1. Field of the Invention
This invention relates to delta-sigma analog-to-digital (A/D) converters for imaging systems and, more particularly, to apparatus that partitions an A/D converter of an ultrasonic imaging system, with one portion located in the sensor or transducer probe and the other in the signal processor or imaging console.
2. Description of the Related Art
An ultrasonic imaging system requires a large array of ultrasonic transducers contained within a hand-held probe to provide steering and focusing of the ultrasonic beam. The hand-held probe is placed in contact with the patient's skin and must be capable of being manipulated freely by the operator. Each transducer receives, from the object being examined, a high frequency signal that must be transmitted back to the host electronics system or imaging console for signal processing.

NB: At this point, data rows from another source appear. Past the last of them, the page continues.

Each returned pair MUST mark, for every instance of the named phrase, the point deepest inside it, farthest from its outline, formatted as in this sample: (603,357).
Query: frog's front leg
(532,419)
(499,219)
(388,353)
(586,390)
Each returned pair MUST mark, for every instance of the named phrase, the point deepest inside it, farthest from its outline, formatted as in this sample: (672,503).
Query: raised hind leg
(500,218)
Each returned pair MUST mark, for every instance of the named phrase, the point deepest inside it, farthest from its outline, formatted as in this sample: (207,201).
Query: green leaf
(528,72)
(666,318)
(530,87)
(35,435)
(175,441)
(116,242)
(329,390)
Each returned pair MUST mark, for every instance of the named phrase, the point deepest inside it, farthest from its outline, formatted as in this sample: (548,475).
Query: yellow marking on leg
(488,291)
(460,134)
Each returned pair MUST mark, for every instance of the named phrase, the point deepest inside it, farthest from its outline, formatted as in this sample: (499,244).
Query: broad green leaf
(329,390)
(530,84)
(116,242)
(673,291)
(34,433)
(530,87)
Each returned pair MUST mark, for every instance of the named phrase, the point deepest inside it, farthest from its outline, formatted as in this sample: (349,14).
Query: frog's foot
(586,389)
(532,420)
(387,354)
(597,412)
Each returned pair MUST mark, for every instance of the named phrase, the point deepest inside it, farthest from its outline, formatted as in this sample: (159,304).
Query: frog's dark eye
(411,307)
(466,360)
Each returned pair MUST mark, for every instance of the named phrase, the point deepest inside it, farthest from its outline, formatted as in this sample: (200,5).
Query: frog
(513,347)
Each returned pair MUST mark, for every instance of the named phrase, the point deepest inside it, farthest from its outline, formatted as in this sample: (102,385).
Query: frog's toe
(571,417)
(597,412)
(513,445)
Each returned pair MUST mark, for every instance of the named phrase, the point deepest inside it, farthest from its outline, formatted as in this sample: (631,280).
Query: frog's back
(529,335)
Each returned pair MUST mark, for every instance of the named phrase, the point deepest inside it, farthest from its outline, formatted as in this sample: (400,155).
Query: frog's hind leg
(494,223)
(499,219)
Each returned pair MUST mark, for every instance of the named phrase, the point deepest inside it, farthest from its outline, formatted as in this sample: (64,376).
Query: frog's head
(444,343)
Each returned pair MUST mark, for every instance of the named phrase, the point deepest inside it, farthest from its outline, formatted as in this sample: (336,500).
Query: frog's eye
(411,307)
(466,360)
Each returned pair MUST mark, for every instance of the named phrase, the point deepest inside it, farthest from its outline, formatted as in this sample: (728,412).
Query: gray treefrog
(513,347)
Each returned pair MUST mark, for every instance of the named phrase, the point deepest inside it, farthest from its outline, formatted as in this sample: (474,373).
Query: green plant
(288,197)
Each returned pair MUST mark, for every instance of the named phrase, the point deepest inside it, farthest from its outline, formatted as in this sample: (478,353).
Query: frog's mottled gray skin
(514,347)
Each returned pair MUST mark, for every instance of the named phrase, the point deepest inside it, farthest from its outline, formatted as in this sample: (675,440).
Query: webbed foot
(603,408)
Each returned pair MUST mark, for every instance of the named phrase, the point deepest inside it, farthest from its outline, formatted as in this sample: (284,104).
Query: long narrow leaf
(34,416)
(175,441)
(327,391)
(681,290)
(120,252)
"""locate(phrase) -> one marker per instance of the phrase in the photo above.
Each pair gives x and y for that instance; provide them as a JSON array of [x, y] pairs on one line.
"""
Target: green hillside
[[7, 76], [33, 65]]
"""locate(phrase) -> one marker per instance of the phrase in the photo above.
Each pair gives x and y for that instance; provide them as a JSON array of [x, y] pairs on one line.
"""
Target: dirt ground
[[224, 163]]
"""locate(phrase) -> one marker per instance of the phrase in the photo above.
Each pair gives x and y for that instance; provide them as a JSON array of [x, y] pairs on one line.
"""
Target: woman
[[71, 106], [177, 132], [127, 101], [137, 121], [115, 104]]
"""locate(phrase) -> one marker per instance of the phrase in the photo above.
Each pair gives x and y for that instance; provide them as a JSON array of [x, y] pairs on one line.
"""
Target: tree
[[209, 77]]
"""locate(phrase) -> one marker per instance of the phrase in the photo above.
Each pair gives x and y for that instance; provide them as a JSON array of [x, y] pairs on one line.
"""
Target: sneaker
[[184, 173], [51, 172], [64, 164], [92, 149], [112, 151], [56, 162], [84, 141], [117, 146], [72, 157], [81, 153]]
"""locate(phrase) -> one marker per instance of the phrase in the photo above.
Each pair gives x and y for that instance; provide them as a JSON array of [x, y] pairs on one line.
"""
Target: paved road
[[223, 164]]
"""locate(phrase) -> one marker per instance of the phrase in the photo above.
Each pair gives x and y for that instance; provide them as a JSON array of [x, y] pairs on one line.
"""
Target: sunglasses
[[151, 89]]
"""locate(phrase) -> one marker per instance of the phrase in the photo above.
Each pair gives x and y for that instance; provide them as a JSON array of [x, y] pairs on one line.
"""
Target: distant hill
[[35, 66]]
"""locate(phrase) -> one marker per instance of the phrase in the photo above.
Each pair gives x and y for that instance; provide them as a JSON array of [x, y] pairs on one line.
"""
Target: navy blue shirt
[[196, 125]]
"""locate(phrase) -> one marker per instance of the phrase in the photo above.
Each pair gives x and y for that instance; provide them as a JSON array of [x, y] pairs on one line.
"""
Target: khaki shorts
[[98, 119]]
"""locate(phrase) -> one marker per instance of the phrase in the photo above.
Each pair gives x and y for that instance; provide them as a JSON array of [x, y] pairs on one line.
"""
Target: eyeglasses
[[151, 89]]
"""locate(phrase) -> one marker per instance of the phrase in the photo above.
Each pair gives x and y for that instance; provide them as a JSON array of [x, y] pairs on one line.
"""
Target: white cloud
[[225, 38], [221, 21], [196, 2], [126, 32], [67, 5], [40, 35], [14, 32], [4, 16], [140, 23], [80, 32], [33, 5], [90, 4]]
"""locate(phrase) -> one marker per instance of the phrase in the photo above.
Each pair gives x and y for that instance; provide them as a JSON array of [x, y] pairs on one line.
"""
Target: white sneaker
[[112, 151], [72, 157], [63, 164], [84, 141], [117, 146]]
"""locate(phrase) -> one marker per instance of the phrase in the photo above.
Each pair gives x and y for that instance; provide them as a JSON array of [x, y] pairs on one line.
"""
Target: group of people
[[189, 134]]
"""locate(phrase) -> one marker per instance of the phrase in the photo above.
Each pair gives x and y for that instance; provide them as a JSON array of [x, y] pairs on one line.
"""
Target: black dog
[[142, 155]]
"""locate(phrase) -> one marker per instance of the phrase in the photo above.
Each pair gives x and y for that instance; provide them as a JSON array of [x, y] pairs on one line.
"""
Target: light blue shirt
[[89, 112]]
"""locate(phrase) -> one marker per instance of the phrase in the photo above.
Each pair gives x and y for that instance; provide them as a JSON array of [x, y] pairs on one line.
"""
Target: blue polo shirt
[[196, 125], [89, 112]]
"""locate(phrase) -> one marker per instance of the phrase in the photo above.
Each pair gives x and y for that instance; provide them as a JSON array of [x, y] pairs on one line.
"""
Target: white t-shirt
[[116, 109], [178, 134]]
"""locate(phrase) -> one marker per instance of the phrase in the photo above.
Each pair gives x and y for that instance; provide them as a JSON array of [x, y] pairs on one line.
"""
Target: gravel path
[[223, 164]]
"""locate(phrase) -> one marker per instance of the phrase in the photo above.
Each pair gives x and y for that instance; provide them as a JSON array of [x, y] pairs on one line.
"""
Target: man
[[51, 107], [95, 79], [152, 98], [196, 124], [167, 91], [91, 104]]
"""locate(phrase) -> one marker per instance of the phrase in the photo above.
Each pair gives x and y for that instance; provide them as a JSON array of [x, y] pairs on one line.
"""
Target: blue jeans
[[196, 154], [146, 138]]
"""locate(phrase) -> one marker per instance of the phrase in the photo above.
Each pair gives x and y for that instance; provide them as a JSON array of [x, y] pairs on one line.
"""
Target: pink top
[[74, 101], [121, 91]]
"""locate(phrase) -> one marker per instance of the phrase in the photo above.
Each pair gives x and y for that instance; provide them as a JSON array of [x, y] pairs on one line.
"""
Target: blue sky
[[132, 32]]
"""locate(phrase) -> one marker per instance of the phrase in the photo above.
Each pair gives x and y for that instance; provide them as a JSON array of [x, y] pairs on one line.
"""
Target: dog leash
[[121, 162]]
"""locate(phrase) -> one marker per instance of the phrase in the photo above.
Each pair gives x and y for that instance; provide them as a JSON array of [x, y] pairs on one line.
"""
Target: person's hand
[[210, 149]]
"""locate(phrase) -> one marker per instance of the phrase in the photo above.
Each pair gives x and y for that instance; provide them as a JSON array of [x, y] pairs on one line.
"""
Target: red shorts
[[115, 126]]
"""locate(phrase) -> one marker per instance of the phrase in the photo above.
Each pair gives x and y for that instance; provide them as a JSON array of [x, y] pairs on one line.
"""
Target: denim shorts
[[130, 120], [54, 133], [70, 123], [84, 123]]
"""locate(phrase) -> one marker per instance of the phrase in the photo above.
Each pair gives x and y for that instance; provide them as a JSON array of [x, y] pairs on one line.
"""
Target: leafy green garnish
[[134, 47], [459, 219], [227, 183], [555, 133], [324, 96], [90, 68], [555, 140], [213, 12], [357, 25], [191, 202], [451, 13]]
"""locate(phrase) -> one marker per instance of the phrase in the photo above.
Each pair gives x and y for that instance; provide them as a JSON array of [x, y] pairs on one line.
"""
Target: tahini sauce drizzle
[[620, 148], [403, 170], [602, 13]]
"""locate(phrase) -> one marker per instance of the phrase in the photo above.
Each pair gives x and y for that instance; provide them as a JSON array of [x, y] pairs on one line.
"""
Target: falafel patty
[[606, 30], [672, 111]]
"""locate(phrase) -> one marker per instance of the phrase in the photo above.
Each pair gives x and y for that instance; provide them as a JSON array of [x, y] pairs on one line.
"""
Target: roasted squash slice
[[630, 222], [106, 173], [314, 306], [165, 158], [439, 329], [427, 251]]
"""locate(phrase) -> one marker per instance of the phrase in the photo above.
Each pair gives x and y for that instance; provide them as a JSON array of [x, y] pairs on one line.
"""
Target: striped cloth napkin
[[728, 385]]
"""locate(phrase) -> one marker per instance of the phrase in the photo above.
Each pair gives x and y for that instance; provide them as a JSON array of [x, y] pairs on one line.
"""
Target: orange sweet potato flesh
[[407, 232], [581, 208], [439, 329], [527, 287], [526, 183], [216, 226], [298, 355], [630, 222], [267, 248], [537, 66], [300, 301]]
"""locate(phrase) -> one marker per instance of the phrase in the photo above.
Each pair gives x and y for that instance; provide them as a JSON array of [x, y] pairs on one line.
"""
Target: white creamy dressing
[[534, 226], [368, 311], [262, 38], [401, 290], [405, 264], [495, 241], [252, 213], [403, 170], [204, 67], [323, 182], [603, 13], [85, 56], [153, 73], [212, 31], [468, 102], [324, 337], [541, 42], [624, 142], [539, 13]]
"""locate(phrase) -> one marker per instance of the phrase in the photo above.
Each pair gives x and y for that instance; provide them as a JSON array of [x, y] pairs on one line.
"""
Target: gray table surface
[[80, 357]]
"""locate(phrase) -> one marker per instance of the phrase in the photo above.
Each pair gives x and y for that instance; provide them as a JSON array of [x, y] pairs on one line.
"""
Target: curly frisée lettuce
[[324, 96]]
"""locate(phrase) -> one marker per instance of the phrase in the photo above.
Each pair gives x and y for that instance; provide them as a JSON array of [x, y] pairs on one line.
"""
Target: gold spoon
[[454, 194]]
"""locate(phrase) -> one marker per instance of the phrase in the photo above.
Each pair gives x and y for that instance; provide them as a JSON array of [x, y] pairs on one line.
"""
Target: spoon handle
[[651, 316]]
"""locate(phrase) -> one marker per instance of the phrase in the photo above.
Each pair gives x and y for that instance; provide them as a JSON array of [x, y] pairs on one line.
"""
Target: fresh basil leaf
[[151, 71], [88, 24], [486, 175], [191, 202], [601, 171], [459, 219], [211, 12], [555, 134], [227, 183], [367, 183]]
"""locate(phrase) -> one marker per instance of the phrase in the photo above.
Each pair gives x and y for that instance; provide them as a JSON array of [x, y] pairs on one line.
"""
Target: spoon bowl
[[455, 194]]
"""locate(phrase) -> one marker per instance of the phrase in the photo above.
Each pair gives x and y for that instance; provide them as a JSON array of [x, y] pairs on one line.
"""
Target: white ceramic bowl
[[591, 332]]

The probe constraints, namely a large number of transducers combined with ease of maneuverability, require that cabling which connects the probe to a console be small and flexible and that total power dissipated in the probe be kept as low as possible.
At the same time, there are advantages to converting the sensor output signals to digital form before they are processed. This creates a need for an analog-to-digital (A/D) converter architecture exhibiting the least possible power dissipation at the sensor location.
Moreover, there exists a constraint on the dynamic range and preservation of accuracy of the signals from each of the transducer elements so that accurate beamforming can be accomplished. Active imaging systems such as radar, sonar, and ultrasound systems, however, require very large dynamic ranges since reflections from nearby objects are generally of much larger amplitude than reflections from objects further away. These various constraints discussed above become incompatible when the probe contains more than about 100 transducers.
In light of the foregoing, there exists a need for A/D converter architecture that preserves the accuracy and dynamic range of a large number of signals conducted in close proximity in a small, flexible cable, with little, power dissipation at the probe head.
There also exists a need for A/D converter architecture that does not require critical component matching while using optical links that have relatively low dynamic range in which almost all of the power dissipation takes place at the remote end of the optical links.
There exists a further need for A/D converter architecture that has a dynamic range at a signal source that is substantially larger than that of a signal-carrying link that communicates with a sensor.